Paris (AFP) - La dépression s'est de nouveau abattue jeudi sur les marchés mondiaux qui ont nettement décroché, surtout en Europe, terrassés par un cocktail d'inquiétudes et de doutes à l'égard du pétrole, des banques et de la croissance mondiale.
L'embellie de la veille a donc été étouffée dans l'oeuf par des places financières qui n'en finissent plus de broyer du noir depuis le début de l'année.
La sinistrose, générale en Europe, a également touché Wall Street qui a terminé en recul même si elle a réduit ses pertes en fin de journée.
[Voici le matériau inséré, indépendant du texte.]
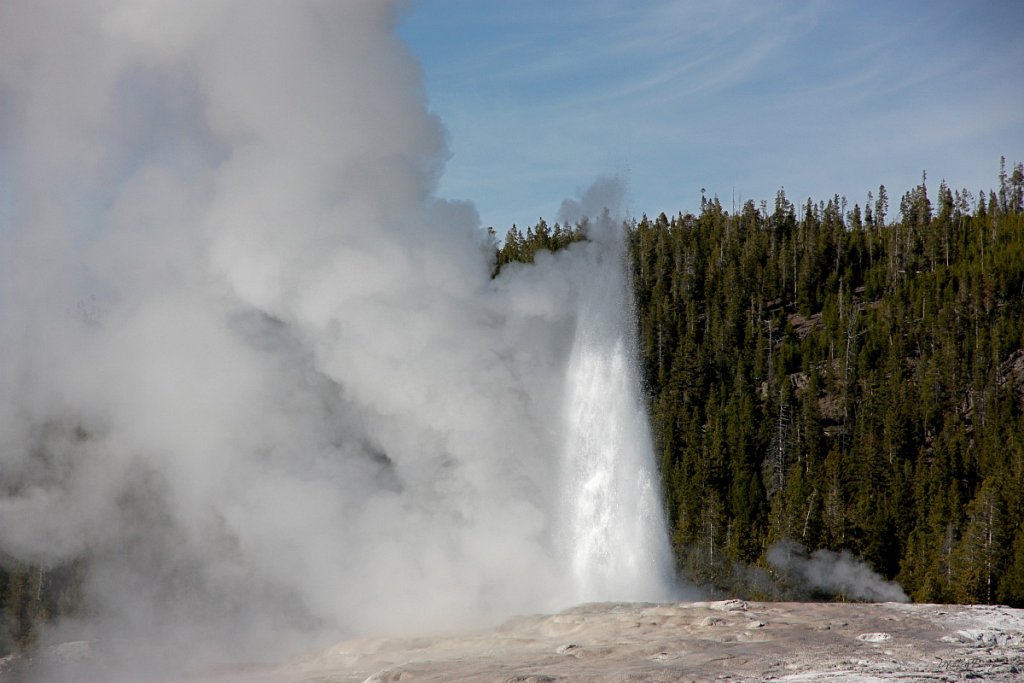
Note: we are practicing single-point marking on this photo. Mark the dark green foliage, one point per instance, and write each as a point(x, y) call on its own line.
point(825, 376)
point(843, 381)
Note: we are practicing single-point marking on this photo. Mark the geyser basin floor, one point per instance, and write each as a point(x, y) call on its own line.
point(698, 641)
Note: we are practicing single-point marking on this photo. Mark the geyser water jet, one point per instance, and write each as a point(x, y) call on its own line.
point(299, 407)
point(614, 531)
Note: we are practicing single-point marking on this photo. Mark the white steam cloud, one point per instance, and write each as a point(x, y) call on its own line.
point(255, 375)
point(839, 573)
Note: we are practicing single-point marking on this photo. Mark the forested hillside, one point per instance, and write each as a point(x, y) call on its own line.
point(829, 375)
point(843, 378)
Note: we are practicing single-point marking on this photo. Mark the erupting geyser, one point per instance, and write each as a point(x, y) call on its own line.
point(258, 386)
point(614, 532)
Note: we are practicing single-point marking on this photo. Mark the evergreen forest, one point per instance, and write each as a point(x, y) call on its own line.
point(848, 378)
point(827, 376)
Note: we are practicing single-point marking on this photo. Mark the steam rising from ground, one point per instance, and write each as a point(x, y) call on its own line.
point(254, 372)
point(839, 573)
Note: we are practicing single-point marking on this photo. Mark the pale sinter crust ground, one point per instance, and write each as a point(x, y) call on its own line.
point(728, 640)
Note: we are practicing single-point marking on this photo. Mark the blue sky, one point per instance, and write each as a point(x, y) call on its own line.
point(542, 97)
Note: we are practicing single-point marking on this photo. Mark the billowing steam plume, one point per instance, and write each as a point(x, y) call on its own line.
point(255, 376)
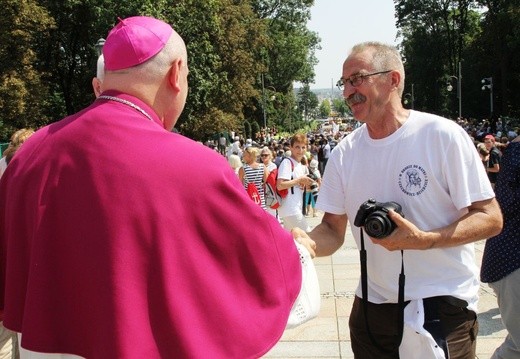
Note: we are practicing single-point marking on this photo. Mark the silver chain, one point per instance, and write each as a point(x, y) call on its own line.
point(128, 103)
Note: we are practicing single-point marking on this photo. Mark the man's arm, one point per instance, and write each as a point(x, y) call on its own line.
point(329, 235)
point(483, 220)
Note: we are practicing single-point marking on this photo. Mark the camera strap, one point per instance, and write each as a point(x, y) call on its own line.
point(364, 296)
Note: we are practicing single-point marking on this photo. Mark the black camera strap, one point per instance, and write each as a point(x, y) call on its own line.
point(364, 294)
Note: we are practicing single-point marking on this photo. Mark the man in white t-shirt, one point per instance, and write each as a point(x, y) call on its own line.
point(292, 176)
point(429, 166)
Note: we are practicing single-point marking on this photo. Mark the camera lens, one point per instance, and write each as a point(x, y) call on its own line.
point(378, 225)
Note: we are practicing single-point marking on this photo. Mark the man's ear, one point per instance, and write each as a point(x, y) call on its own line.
point(396, 79)
point(175, 75)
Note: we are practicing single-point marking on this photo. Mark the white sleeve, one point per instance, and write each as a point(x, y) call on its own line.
point(466, 176)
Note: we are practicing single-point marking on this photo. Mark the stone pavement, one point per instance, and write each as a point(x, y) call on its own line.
point(327, 336)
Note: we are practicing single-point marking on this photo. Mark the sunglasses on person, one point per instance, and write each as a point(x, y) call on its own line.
point(357, 80)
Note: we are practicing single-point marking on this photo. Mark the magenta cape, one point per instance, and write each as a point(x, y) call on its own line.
point(120, 239)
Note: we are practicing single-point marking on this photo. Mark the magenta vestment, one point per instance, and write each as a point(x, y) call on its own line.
point(120, 239)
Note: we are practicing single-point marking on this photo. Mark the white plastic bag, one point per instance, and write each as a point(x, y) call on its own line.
point(307, 305)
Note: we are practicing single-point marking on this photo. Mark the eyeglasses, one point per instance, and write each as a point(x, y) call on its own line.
point(357, 80)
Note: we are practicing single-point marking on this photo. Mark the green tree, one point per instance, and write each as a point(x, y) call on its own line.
point(307, 102)
point(23, 90)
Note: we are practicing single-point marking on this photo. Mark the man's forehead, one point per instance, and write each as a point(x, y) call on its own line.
point(357, 62)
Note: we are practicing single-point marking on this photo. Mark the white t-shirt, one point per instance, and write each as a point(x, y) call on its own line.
point(293, 203)
point(431, 168)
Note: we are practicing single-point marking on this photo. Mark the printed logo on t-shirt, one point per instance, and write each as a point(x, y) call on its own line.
point(413, 180)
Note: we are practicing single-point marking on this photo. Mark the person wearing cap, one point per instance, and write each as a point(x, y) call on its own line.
point(493, 162)
point(112, 250)
point(97, 81)
point(236, 148)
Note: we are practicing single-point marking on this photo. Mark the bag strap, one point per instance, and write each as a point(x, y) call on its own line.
point(292, 170)
point(364, 295)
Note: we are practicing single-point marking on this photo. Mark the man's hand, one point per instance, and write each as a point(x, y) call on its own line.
point(303, 238)
point(405, 236)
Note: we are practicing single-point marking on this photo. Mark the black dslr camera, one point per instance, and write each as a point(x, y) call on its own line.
point(374, 217)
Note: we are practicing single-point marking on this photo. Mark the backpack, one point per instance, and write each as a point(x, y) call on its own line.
point(252, 191)
point(273, 196)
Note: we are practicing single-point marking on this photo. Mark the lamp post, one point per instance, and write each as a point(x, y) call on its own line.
point(264, 98)
point(488, 84)
point(99, 46)
point(411, 96)
point(459, 89)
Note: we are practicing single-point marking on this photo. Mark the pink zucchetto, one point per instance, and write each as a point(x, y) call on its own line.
point(133, 41)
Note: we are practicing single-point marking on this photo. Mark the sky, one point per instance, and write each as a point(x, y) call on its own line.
point(343, 23)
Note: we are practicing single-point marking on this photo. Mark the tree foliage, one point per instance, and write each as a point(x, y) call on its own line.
point(49, 56)
point(437, 35)
point(23, 90)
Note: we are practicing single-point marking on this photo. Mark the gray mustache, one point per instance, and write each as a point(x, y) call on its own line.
point(355, 98)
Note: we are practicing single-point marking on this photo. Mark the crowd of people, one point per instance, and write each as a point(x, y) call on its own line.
point(112, 250)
Le Dow Jones a perdu en clôture 1,6% et le Nasdaq 0,39%.
Les dégâts ont été plus prononcés en Europe: Paris a perdu 4,05%, Francfort 2,93%, Londres 2,39%, Milan 5,63% et Madrid 4,88%.
Ailleurs dans le monde, Buenos Aires a chuté de 2,96%, Sao Paulo de 2,56% mais Toronto a limité son recul à 0,81%.
Les marchés asiatiques avaient aussi vu rouge et clôturé massivement en baisse dans la matinée.
"Les deux facteurs qui pèsent sur les marchés restent en place, à savoir les banques et le pétrole", souligne Alexandre Baradez, analyste chez IG France.
La présidente de la banque centrale américaine, Janet Yellen, qui a témoigné mercredi et jeudi devant les parlementaires à Washington, n'a rien fait non plus pour rassurer les places financières.
Les banques, qui cristallisent les peurs depuis quelques jours, étaient en première ligne du décrochage, au point que plusieurs journaux allemands parlaient de "tremblement de terre bancaire".
La française Société Générale a reculé à la clôture de 12,57%, l'italienne BMPS de 9,88%, l'espagnole Santander de 6,87%. En Allemagne, Deutsche Bank, première banque allemande, qui avait été contrainte de publier un communiqué pour rassurer sur sa solvabilité s'est enfoncée de nouveau, de 6,14%. A Londres, Barclays a perdu 6,23%.
"Pourtant les banques ne sont pas du tout dans une situation similaire à celle de 2007, avec du stress en termes de liquidité et de solvabilité", souligne M. Robin.
Le président de l'Eurogroupe, Jeroen Dijsselbloem, est d'ailleurs monté au créneau en début d'après-midi en affirmant que la zone euro et ses banques étaient structurellement dans une "bien meilleure situation" qu'il y a quelques années.
Juste avant, le patron de la Société Générale, Frédéric Oudéa, a fait la même chose en assurant que les turbulences subies par les valeurs bancaires s'expliquaient par une "surréaction" des marchés boursiers.
- Plus de lapin dans le chapeau -
Les cours du pétrole, autre sujet majeur de préoccupation des marchés, continuaient de se rapprocher de leurs plus bas niveaux depuis 2003, alourdissant encore l'ambiance générale.
Corollaire logique de l'aversion totale des investisseurs pour le risque, les valeurs refuges étaient très recherchées.
L'or passait ainsi au-dessus des 1.200 dollars.
Le taux d'emprunt à 10 ans de l'Allemagne, le fameux "Bund", s'est fortement détendu et évoluait désormais sous les 0,2%. A l'inverse, les dettes des pays du sud de l'Europe étaient sous pression, Grèce et Portugal en tête.
Pour Christopher Dembik, un économiste de Saxo Banque, "le coeur du problème, c'est le décalage entre les attentes des marchés en début d'année et la réalité des chiffres. Tout le monde croyait que l'année 2016 serait celle de la reprise mais, dès les premiers jours de janvier, la Banque mondiale, puis le FMI, ont revu nettement à la baisse leurs prévisions de croissance pour l'année en cours".
"Fondamentalement, le contexte n'est pas très différent" avec un "ralentissement chinois connu depuis 2009, une incurie du système bancaire italien et la nécessité d'une +bad bank+ (entité regroupant les actifs à risque) pour le purger depuis 2012", développe-t-il.
Selon lui, "désormais la panique est auto-entretenue et les marchés ne font plus guère attention aux fondamentaux".
Si les marchés sont aussi désorientés depuis le début de l'année, c'est aussi parce que les banques centrales peinent de plus en plus à rassurer.
"Seule une action des banques centrales pourrait encore rassurer, mais elles disposent de moins en moins d'instruments pour surprendre les investisseurs", analyse M. Dembik.
La Réserve fédérale américaine est en position de statu quo, poursuit-il, faisant reposer la pression sur la Banque centrale européenne. Or son président, "Mario Draghi, n'a plus de lapin à sortir de son chapeau afin de rassurer, donc la baisse actuelle pourrait encore durer longtemps et potentiellement se transformer en nouvelle crise".